Defendant has moved to dismiss all three complaints for failure to join indispensable parties, who, as to the first case No. 1609, were herself individually, and the unborn child; as to the second No. 1616, the surviving son and the unborn child; and the third No. 1638, herself individually and the surviving son. In support of the contention that there is an absence of indispensable parties, it is argued that Article 2315 of the LSA-Civil Code gives but a single action to all persons suing in damages for the death of another no matter how many claimants there may be, all of whom must be joined, either as plaintiff, or on refusal, as defendant, and the failure to do so here requires dismissal of these separate suits.
Without finding it necessary to discuss the matter at length, it is sufficient to say that it has been so held by the Louisiana Courts. Reed v. Warren, 172 La. 1082, 136 So. 59; see also Norton v. Crescent City Ice Mfg.
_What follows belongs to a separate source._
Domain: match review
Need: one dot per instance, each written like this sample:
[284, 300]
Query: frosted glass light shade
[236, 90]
Co., 178 La. 135, 150 So. 855; Norton v. Crescent City Ice Mfg. Co., 178 La. 150, 150 So. 859; Pierce v. Robertson, 190 La. 377, 182 So. 544; and De Hart v. Continental land Fur Co., 196 La. 701, 200 So. 9.
Defendant has also moved to strike from the complaint the claim for alleged "inherited" damages suffered by the deceased husband and father in the premature loss of his life, for the reason no such right is carried by Article 2315 of the LSA-Civil Code.
In support of her demand on this score, complainant has cited no decision by the courts of Louisiana or those of other states, but only some English and Canadian cases which are not available to this court. However, even if they were I do not think they would be persuasive or controlling. In the first place it seems illogical to say that deceased was damaged before his death in this manner, for the simple reason the alleged damage did not accrue until death and the right thereto could not be transmitted as having survived. The Article, 2315, declares: "Every act whatever of man that causes damage to another, obliges him by whose fault it happens to repair it; the right of this action shall survive in case of death in favor of * * *", various persons, including children and the surviving wife. It therefore did not survive but was the result of the death, as to which these persons are given their own cause of action to be asserted in their names, and to allow recovery on the theory now contended for, would, in effect amount to double compensation for the same event. See Vredenburg v. Behan, 33 La.Ann. 627, and authority cited therein. The Supreme Court of Louisiana has conclusively held this Article, 2315, must be strictly construed. Kerner v. Trans-Mississippi Terminal R. Co., 158 La. 853, 104 So. 740. Furthermore insofar as the latter claims are concerned these survivors are given a right of action for all the damages suffered by them in being deprived of the husband and father over the life expectancy, at least during the minority of the children and of the wife, so long as she remains unmarried.
These cases were ordered consolidated for the purpose of trial in March 1956, but on further consideration I am convinced that all demands, other than that of premature death of the husband and father, which is stricken, should be included in a single complaint to be drawn and filed in place of the three above numbered. When this is done those cases can be dismissed, and if not done then they will be dismissed by the court with prejudice.